The ones I got I put in a tank I was getting ready for cardinal. With many lava rocks it's hard to take pictures. 

Some more info: 
One of the partners took 100 of the newly imported Bloody Marys home back in September, some came berried. Out of the babies from these shrimps, probably only 1/3 were red (were all sold to a local breeder at very small size). Lots of chocolate, black, and blue diamond looking babies plus some wildform like offspring. 

I'm not sure if there is a strain of BM that has been selective bred to have higher percentage of BM babies. I do know one breeder charging 5 times the wholesale price. This breeder has won many times of international competitions for Neocaridina so I guess his strain is probably better but that's just my guess.


----------



## Hobbes1911 (Mar 2, 2009)

randyl said:


> The ones I got I put in a tank I was getting ready for cardinal. With many lava rocks it's hard to take pictures.
> 
> Some more info:
> One of the partners took 100 of the newly imported Bloody Marys home back in September, some came berried. Out of the babies from these shrimps, probably only 1/3 were red (were all sold to a local breeder at very small size). Lots of chocolate, black, and blue diamond looking babies plus some wildform like offspring.
> ...


Sounds like this shrimp is a whole bag of awesome!

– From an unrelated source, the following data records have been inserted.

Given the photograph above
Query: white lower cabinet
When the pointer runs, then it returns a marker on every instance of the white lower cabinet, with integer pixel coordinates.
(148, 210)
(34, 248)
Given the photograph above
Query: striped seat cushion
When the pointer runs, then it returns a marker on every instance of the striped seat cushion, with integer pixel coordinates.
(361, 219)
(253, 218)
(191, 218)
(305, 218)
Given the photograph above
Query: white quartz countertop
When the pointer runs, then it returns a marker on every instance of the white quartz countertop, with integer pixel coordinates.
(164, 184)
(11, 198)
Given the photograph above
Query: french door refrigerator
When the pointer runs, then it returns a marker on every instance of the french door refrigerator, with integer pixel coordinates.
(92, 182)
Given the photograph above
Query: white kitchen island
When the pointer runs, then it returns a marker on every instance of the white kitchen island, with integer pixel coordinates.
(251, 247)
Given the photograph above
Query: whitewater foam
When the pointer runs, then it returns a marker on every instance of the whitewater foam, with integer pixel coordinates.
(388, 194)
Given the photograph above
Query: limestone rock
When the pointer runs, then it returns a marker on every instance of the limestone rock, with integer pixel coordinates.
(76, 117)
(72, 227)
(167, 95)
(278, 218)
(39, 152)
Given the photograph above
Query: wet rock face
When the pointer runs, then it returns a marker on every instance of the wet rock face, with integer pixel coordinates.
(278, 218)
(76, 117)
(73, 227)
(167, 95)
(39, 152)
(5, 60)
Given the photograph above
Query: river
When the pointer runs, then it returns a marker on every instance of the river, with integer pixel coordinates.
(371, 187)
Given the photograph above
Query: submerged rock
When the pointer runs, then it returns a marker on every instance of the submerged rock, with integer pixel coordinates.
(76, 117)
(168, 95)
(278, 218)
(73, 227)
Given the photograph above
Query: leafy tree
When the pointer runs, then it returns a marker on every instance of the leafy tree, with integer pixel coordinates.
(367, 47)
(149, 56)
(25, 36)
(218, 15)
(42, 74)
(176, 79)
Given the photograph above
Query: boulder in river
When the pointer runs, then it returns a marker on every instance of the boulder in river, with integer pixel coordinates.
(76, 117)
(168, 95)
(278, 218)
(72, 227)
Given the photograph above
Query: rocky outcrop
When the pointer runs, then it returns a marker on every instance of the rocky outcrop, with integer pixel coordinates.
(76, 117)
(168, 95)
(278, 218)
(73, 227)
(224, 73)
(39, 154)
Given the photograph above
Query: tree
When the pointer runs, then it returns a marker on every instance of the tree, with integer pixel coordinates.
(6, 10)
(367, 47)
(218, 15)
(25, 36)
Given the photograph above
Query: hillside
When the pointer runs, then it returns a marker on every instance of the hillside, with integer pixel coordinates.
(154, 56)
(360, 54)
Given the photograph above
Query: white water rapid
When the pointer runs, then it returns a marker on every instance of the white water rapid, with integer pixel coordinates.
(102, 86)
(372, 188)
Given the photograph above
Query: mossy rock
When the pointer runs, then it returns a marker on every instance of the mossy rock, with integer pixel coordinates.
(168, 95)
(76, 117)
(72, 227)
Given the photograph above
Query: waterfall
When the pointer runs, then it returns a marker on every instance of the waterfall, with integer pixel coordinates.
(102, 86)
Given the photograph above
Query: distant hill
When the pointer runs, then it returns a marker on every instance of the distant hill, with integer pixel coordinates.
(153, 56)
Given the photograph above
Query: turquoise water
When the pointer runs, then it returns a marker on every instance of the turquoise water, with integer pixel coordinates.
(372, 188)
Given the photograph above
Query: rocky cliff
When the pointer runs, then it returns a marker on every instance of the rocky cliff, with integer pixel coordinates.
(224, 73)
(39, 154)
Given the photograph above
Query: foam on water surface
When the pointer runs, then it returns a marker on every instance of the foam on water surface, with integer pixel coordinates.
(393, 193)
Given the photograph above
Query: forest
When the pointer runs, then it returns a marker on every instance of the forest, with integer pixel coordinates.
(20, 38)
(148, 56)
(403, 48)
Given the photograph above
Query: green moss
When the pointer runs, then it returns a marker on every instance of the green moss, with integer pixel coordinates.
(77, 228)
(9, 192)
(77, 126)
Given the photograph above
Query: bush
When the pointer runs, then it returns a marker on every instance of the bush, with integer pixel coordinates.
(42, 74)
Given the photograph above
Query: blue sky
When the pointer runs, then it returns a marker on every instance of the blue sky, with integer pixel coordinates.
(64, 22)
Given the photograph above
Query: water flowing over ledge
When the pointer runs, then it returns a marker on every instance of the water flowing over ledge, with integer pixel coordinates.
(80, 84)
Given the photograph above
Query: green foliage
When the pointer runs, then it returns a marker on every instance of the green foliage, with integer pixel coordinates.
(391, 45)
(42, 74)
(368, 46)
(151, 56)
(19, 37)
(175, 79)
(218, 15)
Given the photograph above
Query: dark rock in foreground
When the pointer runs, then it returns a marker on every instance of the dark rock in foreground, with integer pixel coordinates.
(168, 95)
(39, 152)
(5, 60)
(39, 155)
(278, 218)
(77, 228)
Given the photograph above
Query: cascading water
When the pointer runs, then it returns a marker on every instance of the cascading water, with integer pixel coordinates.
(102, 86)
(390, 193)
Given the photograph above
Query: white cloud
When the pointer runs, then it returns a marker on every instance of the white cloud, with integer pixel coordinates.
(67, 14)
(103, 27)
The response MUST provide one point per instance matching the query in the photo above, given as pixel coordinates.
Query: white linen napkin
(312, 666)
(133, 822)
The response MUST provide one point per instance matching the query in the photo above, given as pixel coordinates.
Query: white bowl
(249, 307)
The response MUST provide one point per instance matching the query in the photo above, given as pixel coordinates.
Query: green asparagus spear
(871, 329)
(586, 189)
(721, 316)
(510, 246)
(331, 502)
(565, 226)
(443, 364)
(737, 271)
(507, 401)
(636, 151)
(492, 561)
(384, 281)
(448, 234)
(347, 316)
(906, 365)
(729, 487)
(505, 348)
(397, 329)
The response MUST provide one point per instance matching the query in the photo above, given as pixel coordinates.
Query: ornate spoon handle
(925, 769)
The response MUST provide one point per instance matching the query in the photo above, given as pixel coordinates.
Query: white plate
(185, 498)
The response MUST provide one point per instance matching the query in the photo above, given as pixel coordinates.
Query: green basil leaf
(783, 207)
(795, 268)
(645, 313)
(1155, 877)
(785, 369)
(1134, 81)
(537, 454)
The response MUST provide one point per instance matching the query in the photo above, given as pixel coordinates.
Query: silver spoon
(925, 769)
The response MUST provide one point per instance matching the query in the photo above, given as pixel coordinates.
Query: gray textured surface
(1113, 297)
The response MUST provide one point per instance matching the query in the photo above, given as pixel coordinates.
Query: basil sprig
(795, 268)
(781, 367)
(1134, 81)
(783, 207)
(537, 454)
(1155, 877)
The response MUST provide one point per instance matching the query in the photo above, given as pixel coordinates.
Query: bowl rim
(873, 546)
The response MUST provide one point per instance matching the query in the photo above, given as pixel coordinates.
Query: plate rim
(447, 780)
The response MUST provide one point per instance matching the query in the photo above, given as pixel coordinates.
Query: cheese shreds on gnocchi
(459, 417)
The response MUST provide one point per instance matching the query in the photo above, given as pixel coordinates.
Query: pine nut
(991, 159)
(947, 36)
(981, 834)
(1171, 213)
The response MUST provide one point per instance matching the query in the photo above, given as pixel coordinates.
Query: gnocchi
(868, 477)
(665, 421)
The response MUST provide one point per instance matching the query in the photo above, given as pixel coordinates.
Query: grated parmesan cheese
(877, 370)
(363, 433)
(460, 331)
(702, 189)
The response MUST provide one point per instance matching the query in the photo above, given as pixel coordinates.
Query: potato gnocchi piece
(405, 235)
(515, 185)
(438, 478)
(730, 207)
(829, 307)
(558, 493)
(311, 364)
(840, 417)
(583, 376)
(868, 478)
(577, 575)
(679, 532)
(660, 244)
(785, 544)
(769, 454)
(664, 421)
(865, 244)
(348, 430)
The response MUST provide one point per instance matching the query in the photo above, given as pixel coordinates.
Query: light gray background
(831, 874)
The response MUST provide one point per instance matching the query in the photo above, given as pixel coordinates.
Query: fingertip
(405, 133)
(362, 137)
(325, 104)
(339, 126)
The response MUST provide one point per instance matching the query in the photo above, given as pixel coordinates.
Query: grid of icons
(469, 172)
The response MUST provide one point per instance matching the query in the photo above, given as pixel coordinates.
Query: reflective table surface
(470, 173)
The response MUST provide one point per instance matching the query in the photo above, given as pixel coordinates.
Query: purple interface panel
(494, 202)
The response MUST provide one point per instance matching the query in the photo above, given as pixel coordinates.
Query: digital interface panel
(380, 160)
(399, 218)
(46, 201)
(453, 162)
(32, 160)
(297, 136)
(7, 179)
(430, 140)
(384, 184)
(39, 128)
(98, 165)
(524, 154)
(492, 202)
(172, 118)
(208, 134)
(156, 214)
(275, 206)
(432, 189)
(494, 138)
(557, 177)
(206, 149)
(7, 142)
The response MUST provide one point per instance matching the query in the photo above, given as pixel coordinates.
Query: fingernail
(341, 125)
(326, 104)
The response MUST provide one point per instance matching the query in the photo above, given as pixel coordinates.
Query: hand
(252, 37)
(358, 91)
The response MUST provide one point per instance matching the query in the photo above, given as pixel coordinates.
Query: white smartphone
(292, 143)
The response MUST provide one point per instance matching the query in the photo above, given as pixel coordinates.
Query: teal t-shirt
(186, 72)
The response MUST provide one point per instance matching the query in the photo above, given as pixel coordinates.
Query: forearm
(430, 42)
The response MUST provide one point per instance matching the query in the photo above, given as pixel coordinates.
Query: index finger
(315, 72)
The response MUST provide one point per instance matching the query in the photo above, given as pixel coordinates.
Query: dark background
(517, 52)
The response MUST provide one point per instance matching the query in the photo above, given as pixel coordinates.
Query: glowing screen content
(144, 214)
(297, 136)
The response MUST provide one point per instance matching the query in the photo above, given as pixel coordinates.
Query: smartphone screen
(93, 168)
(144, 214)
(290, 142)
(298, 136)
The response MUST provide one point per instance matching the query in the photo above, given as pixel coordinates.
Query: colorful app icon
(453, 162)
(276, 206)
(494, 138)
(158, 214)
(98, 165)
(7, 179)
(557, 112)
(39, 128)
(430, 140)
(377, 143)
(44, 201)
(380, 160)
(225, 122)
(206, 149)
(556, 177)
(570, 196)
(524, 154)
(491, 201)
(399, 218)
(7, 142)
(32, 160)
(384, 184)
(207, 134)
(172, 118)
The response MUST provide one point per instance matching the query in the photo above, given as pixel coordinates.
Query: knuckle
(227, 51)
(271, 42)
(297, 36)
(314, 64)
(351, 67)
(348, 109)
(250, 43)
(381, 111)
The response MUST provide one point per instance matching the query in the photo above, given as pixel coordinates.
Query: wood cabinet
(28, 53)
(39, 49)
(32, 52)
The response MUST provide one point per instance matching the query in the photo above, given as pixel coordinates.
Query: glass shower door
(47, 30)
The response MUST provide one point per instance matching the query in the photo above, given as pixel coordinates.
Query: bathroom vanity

I think it would be really cool to separate and selectively breed out the different colors and try to get stable strains.


----------



## Hobbes1911 (Mar 2, 2009)

And maybe see what other color morphs come out of the stock!


----------



## becon776 (Jan 29, 2010)

Red shrimp

Sent from my DROID RAZR using Tapatalk


----------



## Aquasapien69 (May 7, 2011)

becon776 said:


> Red shrimp
> 
> Sent from my DROID RAZR using Tapatalk


Errrr....I think that's saltwater......


----------



## becon776 (Jan 29, 2010)

I know... lol. He's right across the room from me. I just getting back into fw and thought this was very cool as some of the new cultivars are coming close to the coloration of the reef inhabitants. Impressive. 
As in I must have one. This post was what drew me back into this board and I am afraid I am now on a one way street to adding another tank to my house.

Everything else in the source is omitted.